As far as I can tell, the first two cases are all in data-mw.html for <ref> expansions. The mw:Extension/ref/Markers are specially worrisome, as their presence makes me think that in some cases expansions inside <ref>s that come themselves from a template expansion aren't cleaned up correctly.

For the purposes of this task, though, completely eliminating these cases would remove ~63K from a total of 3.1M. I'm not sure yet if it can be removed for all cases without round-trip consequences, though.

I think it would be good to get rid of the <meta typeof="mw:Extension/ref/Marker"../> tags from the output. I think a similar fix as for T88019 should do it after making sure they are just something that evaded cleanup.

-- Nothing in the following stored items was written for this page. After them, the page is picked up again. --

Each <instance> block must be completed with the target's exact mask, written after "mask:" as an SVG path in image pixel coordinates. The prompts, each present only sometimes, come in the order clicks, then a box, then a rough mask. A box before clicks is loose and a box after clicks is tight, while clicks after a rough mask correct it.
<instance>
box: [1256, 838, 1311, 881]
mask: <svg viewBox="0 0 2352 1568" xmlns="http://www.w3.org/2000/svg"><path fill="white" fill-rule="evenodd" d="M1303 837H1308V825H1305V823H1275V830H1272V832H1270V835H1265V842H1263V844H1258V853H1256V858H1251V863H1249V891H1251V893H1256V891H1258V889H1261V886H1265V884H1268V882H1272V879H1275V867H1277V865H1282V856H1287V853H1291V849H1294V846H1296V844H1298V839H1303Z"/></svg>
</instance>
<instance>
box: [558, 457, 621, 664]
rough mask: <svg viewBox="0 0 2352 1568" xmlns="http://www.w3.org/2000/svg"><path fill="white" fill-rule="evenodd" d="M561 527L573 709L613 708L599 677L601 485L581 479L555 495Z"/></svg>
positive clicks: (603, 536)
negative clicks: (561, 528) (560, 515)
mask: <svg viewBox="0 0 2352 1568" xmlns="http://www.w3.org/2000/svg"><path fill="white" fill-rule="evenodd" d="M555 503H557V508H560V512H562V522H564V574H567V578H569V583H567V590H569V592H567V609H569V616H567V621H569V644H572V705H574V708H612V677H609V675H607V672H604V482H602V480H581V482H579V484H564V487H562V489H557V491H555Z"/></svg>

I think it would be good to get rid of the <meta typeof="mw:Extension/ref/Marker"../> tags from the output. I think a similar fix as for T88019 should do it after making sure they are just something that evaded cleanup.

Yes, at least I'd like to investigate why they aren't being cleaned up after T88019.

Change 192838 had a related patch set uploaded (by Marcoil):
T88017: Remove more cases of data-parsoid.src from mw:Extensions

https://gerrit.wikimedia.org/r/192838

Change 192838 had a related patch set uploaded (by Marcoil):
T88017: Remove more cases of data-parsoid.src from mw:Extensions

https://gerrit.wikimedia.org/r/192838

This new patch removes data-parsoid.src from the <meta typeof="mw:Extension/ref/Marker"> and <ol typeof="mw:Extension/references"> cases mentioned above.

I'm not sure what can be done about page properties and mw:Entities.

Change 192838 merged by jenkins-bot:
T88017: Remove more cases of data-parsoid.src from mw:Extensions

https://gerrit.wikimedia.org/r/192838

After the last patch, there are two cases of data-parsoid.src in Barack_Obama:

  • mw:Entities (), which need src to distinguish between different representations (&nbsp; and &#xA0, for example)
  • Page properties (1, the page's DEFAULTSORT), which need src to distinguish between different valid spellings (like {{DEFAULTSORT}} and {{defaultsort}}.

We could invest time in not keeping src for the default rendering, but I'm not convinced it'd be a big win. Or just leave everything in the hands of selser, which should maintain the correct source.

I don't think these other things will make a big difference in size (since entities and magic words are going to be very few on any particular page, and the .src property will also be small), so not worth trying to do anything more with it.

All patches now in production.

ssastry removed a project: Patch-For-Review.